Could the universe have an explanation?
In Robin Le Poidevin (ed.) Arguing for atheism: An introduction to the philosophy of religion, London, 1996, pp. 33–43
Abstract
The existence of the universe presents an explanatory challenge that neither trivial indexicality nor traditional causal frameworks adequately resolve. Trivial explanations based on modal realism, which suggest the universe exists simply because it is the world observers happen to inhabit, rely on the controversial premise that all possible worlds are equally real. More substantive causal explanations fail to meet the essential criteria of informativeness and reliance on general laws. Because causal reasoning presupposes a background of natural laws, it cannot account for the origin of those laws themselves. Furthermore, causal relations require contingency; a necessary first cause cannot explain a contingent effect because it fails to account for why the outcome could have been otherwise.

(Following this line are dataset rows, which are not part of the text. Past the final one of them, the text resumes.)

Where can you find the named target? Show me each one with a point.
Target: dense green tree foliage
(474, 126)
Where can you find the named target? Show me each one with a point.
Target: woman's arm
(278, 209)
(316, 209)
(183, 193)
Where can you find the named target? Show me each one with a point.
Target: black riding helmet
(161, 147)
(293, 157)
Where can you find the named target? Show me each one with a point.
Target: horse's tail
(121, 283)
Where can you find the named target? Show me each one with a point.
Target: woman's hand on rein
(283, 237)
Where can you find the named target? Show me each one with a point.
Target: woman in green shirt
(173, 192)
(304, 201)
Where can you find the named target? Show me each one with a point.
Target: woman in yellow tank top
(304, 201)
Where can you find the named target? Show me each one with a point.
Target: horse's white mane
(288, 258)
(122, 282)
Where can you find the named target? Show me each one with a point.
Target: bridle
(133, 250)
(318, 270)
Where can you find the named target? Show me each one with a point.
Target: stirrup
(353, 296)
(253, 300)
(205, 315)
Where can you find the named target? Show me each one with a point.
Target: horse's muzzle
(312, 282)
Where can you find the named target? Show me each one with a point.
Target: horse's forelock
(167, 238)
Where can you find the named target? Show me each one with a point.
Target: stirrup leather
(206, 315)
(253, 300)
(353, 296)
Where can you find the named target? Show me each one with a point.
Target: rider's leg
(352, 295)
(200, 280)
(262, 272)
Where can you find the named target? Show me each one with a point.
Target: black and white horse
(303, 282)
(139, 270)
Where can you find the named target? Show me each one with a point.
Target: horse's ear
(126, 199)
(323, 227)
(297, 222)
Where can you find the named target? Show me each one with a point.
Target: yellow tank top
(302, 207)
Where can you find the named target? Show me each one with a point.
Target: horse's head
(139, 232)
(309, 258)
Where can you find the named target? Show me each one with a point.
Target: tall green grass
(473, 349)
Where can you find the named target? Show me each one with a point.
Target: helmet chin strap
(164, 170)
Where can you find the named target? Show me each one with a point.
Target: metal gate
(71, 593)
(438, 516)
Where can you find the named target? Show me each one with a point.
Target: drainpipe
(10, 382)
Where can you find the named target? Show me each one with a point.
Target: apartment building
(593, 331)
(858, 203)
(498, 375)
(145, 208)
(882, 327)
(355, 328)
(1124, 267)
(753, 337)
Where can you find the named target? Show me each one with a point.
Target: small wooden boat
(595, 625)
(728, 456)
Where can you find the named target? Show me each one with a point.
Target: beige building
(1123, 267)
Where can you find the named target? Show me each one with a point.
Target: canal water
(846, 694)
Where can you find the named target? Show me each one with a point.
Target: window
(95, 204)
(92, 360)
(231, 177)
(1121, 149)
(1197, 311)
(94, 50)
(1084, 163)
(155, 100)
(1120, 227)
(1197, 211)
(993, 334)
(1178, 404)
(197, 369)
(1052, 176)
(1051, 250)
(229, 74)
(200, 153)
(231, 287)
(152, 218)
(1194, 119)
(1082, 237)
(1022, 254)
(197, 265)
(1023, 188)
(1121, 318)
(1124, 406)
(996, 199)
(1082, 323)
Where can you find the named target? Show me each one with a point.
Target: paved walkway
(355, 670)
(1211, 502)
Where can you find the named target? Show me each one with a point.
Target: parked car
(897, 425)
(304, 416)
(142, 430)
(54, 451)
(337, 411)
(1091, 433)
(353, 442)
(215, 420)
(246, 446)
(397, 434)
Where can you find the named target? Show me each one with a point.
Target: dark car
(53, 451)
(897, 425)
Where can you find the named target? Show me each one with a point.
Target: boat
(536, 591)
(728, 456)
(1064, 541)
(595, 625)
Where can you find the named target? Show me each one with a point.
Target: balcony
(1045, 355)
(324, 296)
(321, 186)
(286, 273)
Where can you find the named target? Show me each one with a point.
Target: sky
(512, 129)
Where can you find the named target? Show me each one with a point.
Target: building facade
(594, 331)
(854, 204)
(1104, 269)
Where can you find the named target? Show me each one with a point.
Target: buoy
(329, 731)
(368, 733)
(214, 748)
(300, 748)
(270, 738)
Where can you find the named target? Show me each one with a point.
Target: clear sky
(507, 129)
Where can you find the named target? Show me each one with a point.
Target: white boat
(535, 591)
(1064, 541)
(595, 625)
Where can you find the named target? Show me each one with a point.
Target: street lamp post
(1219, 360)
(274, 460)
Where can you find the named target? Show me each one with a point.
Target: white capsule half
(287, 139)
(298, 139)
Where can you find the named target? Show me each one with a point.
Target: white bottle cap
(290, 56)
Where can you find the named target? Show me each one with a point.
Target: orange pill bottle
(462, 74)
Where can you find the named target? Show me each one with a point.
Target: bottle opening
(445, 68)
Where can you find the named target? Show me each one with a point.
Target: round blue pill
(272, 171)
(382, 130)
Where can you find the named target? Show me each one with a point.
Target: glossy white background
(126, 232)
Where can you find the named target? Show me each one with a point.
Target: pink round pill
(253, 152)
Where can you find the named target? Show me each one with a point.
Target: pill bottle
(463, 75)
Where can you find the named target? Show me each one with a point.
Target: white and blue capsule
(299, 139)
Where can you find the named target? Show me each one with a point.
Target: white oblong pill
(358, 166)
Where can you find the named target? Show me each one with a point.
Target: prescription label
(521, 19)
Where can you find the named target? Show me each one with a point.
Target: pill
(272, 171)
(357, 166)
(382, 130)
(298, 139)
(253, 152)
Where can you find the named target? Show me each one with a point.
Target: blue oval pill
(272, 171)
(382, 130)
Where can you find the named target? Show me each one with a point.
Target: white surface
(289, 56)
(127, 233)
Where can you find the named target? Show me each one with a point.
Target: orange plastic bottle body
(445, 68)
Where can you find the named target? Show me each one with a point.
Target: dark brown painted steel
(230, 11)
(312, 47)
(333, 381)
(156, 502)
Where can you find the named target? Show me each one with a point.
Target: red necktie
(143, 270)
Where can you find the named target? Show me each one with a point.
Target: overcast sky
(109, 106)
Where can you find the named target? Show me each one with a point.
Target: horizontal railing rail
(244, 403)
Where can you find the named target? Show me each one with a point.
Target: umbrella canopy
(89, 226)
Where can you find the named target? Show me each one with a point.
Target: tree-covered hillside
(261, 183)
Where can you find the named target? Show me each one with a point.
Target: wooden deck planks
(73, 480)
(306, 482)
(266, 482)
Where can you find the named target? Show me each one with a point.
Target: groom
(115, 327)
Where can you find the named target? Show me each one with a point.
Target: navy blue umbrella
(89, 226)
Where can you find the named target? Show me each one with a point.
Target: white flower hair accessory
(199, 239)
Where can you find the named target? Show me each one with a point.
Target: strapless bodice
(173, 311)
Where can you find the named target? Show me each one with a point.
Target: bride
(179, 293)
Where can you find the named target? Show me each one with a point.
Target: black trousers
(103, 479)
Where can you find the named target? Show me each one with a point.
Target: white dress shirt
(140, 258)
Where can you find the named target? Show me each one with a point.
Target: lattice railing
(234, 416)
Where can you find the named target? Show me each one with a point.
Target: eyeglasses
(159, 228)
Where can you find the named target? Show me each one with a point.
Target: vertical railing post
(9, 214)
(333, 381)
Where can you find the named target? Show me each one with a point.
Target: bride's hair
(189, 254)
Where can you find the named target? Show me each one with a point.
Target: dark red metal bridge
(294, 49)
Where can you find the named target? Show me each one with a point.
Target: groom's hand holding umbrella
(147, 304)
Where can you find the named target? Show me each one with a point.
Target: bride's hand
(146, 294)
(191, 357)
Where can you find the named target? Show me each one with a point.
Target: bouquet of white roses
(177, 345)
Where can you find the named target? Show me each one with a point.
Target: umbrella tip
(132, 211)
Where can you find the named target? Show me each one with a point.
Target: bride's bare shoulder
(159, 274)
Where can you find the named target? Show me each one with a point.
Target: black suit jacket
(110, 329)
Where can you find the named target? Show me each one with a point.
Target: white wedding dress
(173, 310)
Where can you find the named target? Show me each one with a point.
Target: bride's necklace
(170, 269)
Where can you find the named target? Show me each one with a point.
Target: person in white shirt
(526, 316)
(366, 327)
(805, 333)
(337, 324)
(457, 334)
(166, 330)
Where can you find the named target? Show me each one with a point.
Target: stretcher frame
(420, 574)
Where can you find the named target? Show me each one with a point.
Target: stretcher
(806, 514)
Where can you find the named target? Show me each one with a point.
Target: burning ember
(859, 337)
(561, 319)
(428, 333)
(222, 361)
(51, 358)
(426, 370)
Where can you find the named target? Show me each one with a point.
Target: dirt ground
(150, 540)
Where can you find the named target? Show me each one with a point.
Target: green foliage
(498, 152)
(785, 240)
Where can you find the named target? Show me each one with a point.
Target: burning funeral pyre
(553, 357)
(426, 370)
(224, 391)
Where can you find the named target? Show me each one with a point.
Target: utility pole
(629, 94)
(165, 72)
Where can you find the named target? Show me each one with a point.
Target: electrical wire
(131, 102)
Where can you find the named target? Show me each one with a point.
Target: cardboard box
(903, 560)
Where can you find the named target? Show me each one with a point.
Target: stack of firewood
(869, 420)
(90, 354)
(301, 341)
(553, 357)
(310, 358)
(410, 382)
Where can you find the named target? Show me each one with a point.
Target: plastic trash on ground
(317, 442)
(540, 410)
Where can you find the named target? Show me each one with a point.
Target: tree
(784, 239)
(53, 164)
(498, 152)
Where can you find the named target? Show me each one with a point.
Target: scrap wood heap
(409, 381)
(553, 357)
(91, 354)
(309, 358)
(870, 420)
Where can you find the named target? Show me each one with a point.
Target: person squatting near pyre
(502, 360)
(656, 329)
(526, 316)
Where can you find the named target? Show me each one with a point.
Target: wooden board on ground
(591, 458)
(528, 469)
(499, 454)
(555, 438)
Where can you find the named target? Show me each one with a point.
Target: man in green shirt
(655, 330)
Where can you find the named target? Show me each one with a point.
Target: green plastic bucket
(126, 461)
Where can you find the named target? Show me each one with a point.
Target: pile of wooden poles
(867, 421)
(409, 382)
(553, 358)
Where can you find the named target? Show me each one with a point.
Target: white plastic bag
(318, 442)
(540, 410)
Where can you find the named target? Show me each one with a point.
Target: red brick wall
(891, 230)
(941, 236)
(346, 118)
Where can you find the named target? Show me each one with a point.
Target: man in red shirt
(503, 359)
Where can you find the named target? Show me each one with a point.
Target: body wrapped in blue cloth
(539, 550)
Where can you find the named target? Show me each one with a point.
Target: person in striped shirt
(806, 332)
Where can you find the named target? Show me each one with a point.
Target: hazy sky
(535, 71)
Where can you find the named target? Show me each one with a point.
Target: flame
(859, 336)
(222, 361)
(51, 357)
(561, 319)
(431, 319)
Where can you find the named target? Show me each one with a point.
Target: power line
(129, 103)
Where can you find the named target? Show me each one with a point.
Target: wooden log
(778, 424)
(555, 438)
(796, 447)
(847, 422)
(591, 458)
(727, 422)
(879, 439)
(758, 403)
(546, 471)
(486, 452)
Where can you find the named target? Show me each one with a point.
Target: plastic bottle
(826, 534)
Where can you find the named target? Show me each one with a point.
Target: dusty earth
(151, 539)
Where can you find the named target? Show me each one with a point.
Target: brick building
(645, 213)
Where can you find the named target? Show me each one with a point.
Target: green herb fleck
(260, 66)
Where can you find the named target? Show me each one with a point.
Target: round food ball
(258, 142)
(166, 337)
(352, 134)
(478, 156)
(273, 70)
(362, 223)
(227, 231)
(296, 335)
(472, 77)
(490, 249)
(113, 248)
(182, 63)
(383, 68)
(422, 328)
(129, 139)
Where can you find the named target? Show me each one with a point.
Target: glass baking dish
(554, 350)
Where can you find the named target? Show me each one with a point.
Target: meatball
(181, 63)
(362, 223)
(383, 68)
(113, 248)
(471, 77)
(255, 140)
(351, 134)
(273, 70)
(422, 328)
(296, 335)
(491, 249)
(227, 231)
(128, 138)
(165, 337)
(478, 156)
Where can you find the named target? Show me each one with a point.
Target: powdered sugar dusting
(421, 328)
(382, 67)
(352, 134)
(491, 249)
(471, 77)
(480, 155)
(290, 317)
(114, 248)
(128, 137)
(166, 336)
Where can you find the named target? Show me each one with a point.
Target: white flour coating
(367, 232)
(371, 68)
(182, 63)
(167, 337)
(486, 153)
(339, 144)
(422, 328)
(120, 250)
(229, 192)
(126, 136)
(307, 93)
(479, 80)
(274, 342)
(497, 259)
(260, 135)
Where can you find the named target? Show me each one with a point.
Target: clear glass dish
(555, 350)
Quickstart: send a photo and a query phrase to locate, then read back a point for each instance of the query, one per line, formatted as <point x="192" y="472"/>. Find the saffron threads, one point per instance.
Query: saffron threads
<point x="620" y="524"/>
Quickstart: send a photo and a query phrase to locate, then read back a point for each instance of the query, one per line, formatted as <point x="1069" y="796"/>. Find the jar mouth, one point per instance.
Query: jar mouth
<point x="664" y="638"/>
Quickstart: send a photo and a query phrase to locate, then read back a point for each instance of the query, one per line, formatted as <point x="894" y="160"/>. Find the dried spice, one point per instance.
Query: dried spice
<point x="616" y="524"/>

Personal explanation, which attributes the universe to the intentions of a creator, similarly falters. If intentions are viewed as causes, they require a temporal framework that may not exist at the universe’s origin. Moreover, because intentions are themselves contingent, invoking them merely shifts the explanatory burden, resulting in a regress that undermines the initial motivation for the search for a sufficient reason. Consequently, the fundamental existence of the universe appears to lie beyond the reach of standard explanatory models, whether scientific or theistic. – AI-generated abstract.